In American Guarantee & Liability Insurance Co. v. Lamond, Civ. No 13-cv-13168 (USDC Mass. July 29, 2014), a jury awarded damages against the attorney, Lamond, for professional negligence and (as an advisory verdict) for his deceptive acts and practices under Chapter 93A. The attorney, representing a purchaser of land, had certified the property was free of encumbrances while knowing that it was the site of an Indian burial ground and subject to preservation restrictions. When the purchaser was unable to build on the land, the purchaser defaulted on his mortgage. The mortgagor foreclosed and filed suit against the purchaser and the lawyer. The purchaser/client in turn sued the lawyer for negligence and violation of Chapter 93A.

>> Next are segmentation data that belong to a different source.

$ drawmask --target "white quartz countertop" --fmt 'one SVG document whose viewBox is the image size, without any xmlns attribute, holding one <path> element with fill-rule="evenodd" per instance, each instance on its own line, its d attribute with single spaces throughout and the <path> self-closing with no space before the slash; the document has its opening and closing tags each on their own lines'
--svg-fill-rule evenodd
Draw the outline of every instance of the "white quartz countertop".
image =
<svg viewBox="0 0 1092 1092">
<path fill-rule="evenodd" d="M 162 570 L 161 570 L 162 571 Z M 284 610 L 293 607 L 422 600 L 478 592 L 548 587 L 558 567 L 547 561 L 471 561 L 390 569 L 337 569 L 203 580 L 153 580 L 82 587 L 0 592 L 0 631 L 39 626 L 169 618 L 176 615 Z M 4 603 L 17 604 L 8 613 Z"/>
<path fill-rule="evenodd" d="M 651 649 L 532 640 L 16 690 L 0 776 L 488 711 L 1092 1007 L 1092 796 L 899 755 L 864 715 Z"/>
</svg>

The jury found against the lawyer and awarded $20,000 in damages for negligence, and $397,000 in “actual” damages under Chapter 93A which the Court adopted and doubled as per the statute and to which the Court added $111,190.62 in attorneys’ fees.

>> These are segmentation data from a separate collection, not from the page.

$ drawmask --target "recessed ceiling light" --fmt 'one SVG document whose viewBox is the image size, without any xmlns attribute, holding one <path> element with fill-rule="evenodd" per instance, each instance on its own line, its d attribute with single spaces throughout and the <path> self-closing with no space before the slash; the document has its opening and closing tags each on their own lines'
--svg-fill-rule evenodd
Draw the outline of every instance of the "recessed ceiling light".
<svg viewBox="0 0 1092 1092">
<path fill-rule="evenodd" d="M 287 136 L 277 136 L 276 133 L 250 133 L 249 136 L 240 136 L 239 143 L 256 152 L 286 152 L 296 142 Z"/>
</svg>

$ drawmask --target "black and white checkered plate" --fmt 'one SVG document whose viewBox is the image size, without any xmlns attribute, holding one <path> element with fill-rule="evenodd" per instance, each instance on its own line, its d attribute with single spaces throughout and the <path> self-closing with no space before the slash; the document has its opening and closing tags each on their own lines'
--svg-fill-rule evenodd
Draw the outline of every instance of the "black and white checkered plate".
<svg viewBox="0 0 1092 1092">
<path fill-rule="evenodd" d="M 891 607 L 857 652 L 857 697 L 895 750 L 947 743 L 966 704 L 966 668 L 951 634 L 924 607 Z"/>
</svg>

The insurer argued on summary judgment that the 93A damages were excluded under the policy because liability on the Chapter 93A was premised on the attorney’s intentional conduct. The attorney conceded that the doubled damages were excluded but argued that the single damages were covered because they were neither a penalty nor a punitive award but rather represented “actual damages.” The Court disagreed, holding that, because the 93A award was based on a finding of knowing or willful conduct, they were excluded under the policy provision that excluded coverage for any claim “based on or arising out of, in whole or part: . . . any intentional, criminal, fraudulent, malicious or dishonest act or omission . . . .” The Court also confirmed that the award of attorneys’ fees under Chapter 93A was “punitive” in nature and excluded under another provision of the policy.
This case is a good reminder that claims against attorneys under 93A are not covered by insurance – and highlights that even compensatory damages suffered by the client are not covered when there is an intentional conduct exclusion in the policy.